Despite the goals of this learning artefact, there are inherent limitations in its design due to it being focused on a meta-aspect of networked learning, the confines of my coding skills. Although perhaps not such an issue with a discrete skill such as security, where there is a risk of a peer-based learning approach reinforcing incorrect ideas, the artefact falls short of constructing knowledge through group participation (Topping, 2005). A more effective pedagogy may be for the artefact to be used as part of a flipped learning experience with a teacher helping to lead a discussion on the questions that the artefact raised for the learner (Yarbro, Arfstrom, McKnight, & McKnight, 2014).
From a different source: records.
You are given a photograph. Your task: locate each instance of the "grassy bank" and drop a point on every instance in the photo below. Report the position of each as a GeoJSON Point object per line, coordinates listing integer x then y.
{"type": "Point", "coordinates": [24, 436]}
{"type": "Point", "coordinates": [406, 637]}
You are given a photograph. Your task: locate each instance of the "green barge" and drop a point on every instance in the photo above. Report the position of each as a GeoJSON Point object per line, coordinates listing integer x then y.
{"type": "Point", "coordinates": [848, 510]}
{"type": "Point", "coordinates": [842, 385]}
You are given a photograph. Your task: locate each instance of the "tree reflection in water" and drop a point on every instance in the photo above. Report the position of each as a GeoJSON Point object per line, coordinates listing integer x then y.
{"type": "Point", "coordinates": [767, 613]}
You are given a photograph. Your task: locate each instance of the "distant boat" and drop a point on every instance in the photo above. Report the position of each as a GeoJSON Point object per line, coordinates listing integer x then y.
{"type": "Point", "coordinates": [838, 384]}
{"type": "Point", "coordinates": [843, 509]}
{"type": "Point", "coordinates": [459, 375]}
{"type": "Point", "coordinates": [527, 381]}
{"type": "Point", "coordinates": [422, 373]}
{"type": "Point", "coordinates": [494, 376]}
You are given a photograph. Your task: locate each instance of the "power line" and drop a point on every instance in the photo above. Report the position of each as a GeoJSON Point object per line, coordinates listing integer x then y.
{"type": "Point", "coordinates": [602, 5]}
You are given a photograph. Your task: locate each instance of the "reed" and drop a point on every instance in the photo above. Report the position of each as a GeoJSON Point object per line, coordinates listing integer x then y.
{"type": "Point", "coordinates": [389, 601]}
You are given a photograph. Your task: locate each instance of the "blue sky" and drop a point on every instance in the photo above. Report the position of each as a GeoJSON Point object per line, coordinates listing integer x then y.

This approach would provide a more effective opportunity for learners to apply their knowledge and integrate the skills in to their world, important aspects of Merrill’s Principles of Instruction.
Although Merrill’s Principles of Instruction require that the learner can relate to the problem and apply information provided to achieve a solution, as digital literacy and network literacy are very fluid concepts, it is not certain that the design goals of the artefact will be achieved by all learners. It is possible that this shortcoming could be overcome by providing an opportunity for greater interaction with the artefact by, for example, providing more of a game-based approach where learners could ‘choose their own adventure’. This game-like format may give learners with a different level of digital literacy more chance to help develop their understanding of the problem and the solution (Wood, Griffiths, Chappell, & Davies, 2004).
The artefact aims to address a critical part of network literacy, the security and privacy of the learner. Without security, there is a greater risk that information will be compromised. If a data breach leads to learners to lose trust in the tools that allow them to network, the result is likely to be they either opt-out of networks or reduce their contributions, damaging the nature of networked learning. The learning artefact promotes security by engaging learners through use of multi-media, narrative and interaction. Designing an artefact that addressed a meta-component of networked learning meant that I had to take care in ensuring that it would meet the design brief of creating something that embodies an aspect of knowledge networking. Ultimately, networks cannot thrive without security; therefore, I believe that there this artefact addresses one of the fundamentals aspects that promotes knowledge networking.